PERMULAAN

65 24 34
                                    

Disclaimer : Cerita ini merupakan base on true story, tapi sudah di campur dengan bumbu-bumbu, jadi tidak benar-benar sama persis dengan kejadian, sudah ada tambahan dan pengurangan, karena pengirim sudah benar-benar lupa beberapa kejadian karena mengalami pukulan yang cukup pilu.

Hai,  aku Violin gadis kecil yang mungkin menjadi harapan untuk kedua orang tuaku, tapi rasanya hidup ini bagai ada di dalam neraka dunia bersama dengan kaka ku. Aku masih di bawah tujuh belas tahun saat itu, aku menulis hanya untuk memberi semangat kepada banyak orang melalui ceritaku. memang hidup kata orang tidak adil,  tapi untukku hidup itu sangat adil. Terkadang kita dibiarkan sakit dan menderita hanya untuk melatih dan mempersiapkan kita jadi manusia yang luar biasa. Aku tidak pernah menyangka semua akan semengerikan itu,  bahkan aku seberani itu bertindak. Semua dimulai di malam hari, ketika emosi di ruangan itu meledak.

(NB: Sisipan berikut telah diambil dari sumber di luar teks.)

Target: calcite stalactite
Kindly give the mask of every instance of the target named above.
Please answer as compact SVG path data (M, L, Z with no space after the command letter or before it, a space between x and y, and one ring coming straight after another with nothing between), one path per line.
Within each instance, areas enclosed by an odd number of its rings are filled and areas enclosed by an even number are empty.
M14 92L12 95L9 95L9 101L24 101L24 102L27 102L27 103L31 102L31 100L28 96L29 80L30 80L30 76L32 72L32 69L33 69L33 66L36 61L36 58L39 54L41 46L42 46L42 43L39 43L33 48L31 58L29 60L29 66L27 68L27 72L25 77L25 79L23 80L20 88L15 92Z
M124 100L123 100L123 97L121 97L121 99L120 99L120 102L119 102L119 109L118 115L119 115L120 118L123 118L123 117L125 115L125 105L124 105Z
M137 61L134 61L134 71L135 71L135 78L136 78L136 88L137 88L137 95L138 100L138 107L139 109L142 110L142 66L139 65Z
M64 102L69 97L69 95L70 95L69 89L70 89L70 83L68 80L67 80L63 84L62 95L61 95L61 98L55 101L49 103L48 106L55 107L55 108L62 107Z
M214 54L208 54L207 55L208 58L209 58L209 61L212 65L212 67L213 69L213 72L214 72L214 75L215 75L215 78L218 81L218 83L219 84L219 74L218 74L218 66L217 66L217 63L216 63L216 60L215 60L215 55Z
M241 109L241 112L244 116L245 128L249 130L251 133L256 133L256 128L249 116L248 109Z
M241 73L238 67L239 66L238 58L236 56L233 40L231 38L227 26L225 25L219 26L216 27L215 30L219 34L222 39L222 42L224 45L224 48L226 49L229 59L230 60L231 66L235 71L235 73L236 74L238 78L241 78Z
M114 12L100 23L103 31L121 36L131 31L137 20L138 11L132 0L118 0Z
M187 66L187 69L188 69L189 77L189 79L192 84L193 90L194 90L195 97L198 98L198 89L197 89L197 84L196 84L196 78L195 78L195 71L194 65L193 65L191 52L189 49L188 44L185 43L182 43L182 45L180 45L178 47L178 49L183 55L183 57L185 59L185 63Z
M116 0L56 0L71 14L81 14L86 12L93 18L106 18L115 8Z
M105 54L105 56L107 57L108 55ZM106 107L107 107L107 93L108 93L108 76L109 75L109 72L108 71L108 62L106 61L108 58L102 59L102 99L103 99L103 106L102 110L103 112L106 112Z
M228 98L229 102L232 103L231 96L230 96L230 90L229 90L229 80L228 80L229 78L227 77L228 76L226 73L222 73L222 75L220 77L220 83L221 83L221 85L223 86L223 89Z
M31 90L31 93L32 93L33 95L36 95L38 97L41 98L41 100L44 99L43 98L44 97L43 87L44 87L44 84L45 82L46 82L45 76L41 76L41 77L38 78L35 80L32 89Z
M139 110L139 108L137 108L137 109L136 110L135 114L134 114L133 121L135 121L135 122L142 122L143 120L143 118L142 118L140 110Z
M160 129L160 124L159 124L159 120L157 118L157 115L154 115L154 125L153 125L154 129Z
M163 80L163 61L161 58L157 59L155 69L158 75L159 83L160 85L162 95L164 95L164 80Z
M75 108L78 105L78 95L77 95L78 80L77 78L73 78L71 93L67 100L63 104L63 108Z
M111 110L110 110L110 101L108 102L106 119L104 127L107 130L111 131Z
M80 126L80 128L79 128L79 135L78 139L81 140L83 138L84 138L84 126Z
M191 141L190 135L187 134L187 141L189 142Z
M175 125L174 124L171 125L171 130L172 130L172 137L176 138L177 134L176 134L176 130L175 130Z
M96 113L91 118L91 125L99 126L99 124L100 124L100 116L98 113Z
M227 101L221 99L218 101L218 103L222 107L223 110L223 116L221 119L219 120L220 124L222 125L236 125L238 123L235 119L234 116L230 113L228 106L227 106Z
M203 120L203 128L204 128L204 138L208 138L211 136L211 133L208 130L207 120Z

Kugenggam erat pisau mengarah ke urat nadi di tanganku. Air mata menetes perlahan mengenai lantai rumah, sepasang bola mata bergeliat menyusuri setiap sudut ruangan. Perasaan miris sekaligus benci bersatu, ruang tamu terlihat begitu berantakan, sofa jungkir balik, banyak buku berserakan, beberapa gelas dan piring tergeletak di sembarang tempat.

“Ya Tuhan apa yang sedang aku lakukan ini ?” besit ku dalam hati, masih dengan posisi berdiri, melihat ke arah bapak tiri yang biasa ku panggil dengan sebutan imitasi.

Dia pantas dengan sebutan imitasi, karena bagiku dia adalah seorang yang palsu.

"Kau ingin dihormati, tetapi cara menghormat pun tak pernah kau ajarkan," pekikku di iringi tangis yang bermula hanya air keluar dari mata, menjadi emosi tidak terkendali.

"Kau ingin dipanggil bapak, namun apa yang bisa kau berikan padaku ? Bukankah ibu ku yang mencari nafkah ? Bukankah ibu ku yang memberikan mulutku makan ? Bukankah ibu ku yang memberi semua ? Lalu apa gunamu sebagai bapak ?" tantangku kencang, dengan nada meninggi.

"Aaahhhh..... Dasar anak kurang ajar !!!!!!!" balasanya dengan suara yang makin meninggi, sembari mengambil posisi duduk, sepertinya hendak melakukan sesuatu. Dan benar saja, ia mulai melakukan hal gila lagi. Kemudian bapak imitasi menjedotkan kepalanya ke tembok dengan keras.

Dug, dug, dug...

Bunyi nyaring yang terdengar dari tembok.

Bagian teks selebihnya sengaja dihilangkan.